華雄姉さんに率いられ、本隊が関の方へ戻って行く。

それを見た袁紹軍が、ここぞとばかりに攻勢をかける姿勢を見せた。

 

簡単には越えさせないぜ?

本日三発目となるが、覇王翔吼拳で後顧の憂いを少しでも減らしてから、な。

 

両手に気を回す。

腕の節々に、少し痺れてるような感覚がある。

 

ちょいとばかり無理をし過ぎたかな。

でも倒れる訳にはいかないし、やるっきゃない。

 

「はおぉーぅ……」

 

おぉぉ、力が抜ける……ぬぅぅぅっ

俺は負けん!

 

「翔吼拳っ」

 

ズバァッと、でっかい見慣れた気弾が袁紹軍目掛けて吸い込まれて行く。

パッと見はいつもの覇王翔吼拳だが、気の練りが全然ダメだった。

まだ一日経ってないってのにこの体たらく。

今後は、気力充足の修行も積まないとダメだな。

 

まあ今回は、こんなんでも問題なかったみたいだ。

疲れてるのは相手も同じ。

俺が思う以上にバタバタと倒れる範囲が狭かったが、それでも足を止めるには十分だった。

 

 

* * *

 

 

「大将!劉備軍が動くぞっ」

 

泗水関に戻る華雄隊の殿を務めていると、警戒させていた牛輔から一報が入った。

実に効果的で、嫌なタイミングだ。

幼女軍師の力量に間違いはない、か。

 

「分かった。
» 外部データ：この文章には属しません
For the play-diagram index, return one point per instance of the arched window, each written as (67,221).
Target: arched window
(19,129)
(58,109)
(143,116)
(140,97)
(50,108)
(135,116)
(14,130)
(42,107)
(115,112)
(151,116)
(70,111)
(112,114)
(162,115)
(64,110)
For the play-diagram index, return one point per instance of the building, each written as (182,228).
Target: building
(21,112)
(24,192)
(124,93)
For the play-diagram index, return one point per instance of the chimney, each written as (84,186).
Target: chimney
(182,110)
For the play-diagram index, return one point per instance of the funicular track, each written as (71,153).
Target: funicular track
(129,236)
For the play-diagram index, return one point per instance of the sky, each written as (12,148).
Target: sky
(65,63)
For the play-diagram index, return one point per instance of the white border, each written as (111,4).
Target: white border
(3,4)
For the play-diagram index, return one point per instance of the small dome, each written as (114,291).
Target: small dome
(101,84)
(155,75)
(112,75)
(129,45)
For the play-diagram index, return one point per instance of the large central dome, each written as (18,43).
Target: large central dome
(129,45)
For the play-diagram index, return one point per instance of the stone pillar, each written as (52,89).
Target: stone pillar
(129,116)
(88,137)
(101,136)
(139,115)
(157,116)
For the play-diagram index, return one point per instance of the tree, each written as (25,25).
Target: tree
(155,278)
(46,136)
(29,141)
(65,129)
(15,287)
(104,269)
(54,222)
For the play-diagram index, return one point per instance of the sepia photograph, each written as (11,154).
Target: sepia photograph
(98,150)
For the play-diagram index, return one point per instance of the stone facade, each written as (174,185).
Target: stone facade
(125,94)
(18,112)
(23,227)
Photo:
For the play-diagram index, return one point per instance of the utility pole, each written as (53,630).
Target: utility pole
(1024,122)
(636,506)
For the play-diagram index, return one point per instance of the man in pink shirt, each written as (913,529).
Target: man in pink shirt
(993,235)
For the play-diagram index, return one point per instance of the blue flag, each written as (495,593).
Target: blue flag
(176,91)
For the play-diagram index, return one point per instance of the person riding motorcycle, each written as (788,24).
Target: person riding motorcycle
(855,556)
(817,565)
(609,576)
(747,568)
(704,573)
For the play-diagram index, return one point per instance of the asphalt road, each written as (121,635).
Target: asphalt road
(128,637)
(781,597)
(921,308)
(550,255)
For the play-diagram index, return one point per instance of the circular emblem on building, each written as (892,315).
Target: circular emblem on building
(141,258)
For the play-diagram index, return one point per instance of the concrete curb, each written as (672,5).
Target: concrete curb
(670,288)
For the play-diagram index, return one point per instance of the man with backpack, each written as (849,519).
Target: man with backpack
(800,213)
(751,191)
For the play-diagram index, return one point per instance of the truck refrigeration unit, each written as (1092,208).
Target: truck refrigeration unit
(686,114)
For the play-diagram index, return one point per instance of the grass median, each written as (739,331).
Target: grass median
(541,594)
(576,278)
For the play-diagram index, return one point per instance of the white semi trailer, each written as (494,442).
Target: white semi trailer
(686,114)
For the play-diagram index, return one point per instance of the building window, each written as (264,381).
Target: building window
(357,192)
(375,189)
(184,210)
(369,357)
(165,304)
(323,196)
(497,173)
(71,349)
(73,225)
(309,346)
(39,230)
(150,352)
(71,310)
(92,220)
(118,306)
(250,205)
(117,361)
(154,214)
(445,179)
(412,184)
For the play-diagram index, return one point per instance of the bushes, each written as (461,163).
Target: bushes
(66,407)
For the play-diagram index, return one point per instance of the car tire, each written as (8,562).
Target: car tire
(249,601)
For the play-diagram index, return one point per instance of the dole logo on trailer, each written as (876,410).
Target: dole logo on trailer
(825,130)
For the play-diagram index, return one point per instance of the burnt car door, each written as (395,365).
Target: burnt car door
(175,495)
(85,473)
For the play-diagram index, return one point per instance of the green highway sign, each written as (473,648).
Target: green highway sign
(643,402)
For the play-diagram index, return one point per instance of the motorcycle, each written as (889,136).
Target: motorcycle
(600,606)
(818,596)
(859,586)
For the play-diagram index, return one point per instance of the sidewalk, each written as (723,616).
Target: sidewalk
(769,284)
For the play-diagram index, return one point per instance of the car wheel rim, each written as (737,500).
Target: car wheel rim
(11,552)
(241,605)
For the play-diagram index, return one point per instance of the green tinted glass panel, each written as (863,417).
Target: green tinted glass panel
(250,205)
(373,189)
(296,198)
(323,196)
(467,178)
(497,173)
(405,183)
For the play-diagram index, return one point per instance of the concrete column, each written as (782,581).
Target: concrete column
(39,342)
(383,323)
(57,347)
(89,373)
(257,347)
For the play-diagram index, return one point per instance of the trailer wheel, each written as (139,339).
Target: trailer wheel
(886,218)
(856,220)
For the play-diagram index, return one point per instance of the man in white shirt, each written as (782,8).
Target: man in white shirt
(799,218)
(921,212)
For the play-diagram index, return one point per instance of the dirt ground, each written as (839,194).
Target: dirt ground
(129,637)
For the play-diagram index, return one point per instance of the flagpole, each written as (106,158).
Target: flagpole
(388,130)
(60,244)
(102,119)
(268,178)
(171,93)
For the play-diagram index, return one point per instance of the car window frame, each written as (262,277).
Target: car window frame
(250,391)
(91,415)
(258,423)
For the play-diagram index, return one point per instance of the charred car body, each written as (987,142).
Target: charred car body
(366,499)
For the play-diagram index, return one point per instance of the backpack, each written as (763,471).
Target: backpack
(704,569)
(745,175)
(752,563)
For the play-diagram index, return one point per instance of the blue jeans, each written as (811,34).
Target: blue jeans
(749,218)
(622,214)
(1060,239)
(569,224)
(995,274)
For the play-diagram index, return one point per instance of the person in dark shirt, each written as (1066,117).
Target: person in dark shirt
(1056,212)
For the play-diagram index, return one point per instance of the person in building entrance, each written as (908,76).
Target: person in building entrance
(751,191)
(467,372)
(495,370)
俺は前に行くから、後方は任せるぞ」

 

「ああ、任せろ!」

 

とても嫌な予感がするので、華雄隊の一番前に行くことにした。

必死に追いついた俺の目に飛び込んできたのは、関羽さんの刃が華雄姉さんの首に吸い込まれそうになっている瞬間だった。

 

 

 




・旋燕連舞脚
初出はKOF99でまたもやロバートの技。
極限流連舞脚と違い、いつでも出せる場合が多い。

熱はともかく、喉と咳がヤバいので病院に行ってきました。
薬飲んで、とっとこ寝て治すのが一番なのでしょうね。